1780. 1897. 1967. 2017. Four numbers that tell the entire James E. Pepper story. The Pepper family started distilling during the American Revolution. Colonel James E. Pepper helped write the Bottled-in-Bond Act of 1897 — the first consumer protection law in American whiskey. The distillery went dark in 1967 and sat abandoned for half a century. And in 2017, it fired up its stills again on the exact same site, with a yeast strain isolated from the original distillery's wooden fermenters. Those numbers matter because they separate James E. Pepper from the two most common stories in bourbon: the heritage brand that never stopped (and therefore never had to rebuild anything) and the new craft distillery that started from zero with no historical blueprint. Pepper is neither. It's a brand that was meticulously reverse-engineered from archives, old bottles, and historical production records by a man who spent a decade doing the homework before pouring a single drop.
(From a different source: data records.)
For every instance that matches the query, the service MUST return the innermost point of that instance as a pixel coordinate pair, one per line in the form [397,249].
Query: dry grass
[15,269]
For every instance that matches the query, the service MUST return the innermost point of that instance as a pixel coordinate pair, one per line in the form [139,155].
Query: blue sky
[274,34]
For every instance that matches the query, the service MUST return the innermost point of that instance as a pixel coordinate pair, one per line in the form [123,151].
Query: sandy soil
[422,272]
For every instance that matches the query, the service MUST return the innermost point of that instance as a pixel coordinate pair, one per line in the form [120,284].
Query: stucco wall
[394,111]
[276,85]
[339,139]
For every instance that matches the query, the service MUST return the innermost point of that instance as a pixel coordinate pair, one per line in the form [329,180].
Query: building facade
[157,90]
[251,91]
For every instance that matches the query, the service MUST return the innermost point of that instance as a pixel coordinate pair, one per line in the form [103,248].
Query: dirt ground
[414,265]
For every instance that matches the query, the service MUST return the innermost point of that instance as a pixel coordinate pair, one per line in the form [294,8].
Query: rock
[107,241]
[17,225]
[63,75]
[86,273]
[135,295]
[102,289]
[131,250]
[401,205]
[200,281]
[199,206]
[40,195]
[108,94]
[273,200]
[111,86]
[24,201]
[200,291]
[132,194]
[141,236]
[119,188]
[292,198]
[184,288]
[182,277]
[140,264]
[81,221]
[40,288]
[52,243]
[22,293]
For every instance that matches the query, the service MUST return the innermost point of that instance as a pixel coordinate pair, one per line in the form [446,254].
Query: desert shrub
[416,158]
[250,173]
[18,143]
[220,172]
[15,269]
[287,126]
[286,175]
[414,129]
The result is a distillery that operates like a startup with a 240-year-old recipe card — and a flavor profile built around the kind of aggressive, high-rye grain bills that most modern distillers don't have the nerve to run. Whether that combination of archaeological obsession and rye-forward intensity lands for your palate is the question worth asking.
The Pepper family’s connection to Kentucky whiskey predates the state itself. Elijah Pepper began distilling in the 1780s during the American Revolution. His grandson, Colonel James E. Pepper (1850-1906), inherited the operation and turned it into one of the most recognized whiskey brands in America. The Colonel was part showman, part industry architect — he owned racehorses, traveled by private rail car, and marketed “Old Pepper” whiskey coast to coast under the tagline “The Oldest and Best Brand of Whisky made in Kentucky.”
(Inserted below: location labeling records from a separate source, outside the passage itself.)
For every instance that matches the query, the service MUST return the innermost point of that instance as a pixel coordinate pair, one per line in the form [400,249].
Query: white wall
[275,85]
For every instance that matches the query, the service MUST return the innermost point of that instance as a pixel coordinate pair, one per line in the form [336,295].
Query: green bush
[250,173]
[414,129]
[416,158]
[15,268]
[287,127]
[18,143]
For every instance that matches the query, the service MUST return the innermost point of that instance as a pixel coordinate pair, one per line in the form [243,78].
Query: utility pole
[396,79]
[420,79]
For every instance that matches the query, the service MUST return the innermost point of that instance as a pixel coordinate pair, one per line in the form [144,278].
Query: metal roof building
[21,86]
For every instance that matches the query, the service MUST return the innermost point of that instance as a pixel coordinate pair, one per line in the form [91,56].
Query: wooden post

More consequentially, Pepper was the first distiller in Kentucky to bottle whiskey at the distillery rather than shipping barrels to separate bottling houses. His invention of the “signature strip label” — a tamper-evident seal applied across the cork — was later incorporated into the Bottled-in-Bond Act of 1897, which Pepper actively lobbied for. That law remains the most meaningful quality guarantee in American whiskey: 100 proof, single distilling season, minimum four years aged, produced at a single distillery. According to legend, the Old Fashioned cocktail was created in his honor and introduced to New York via his regular stays at the Waldorf Astoria.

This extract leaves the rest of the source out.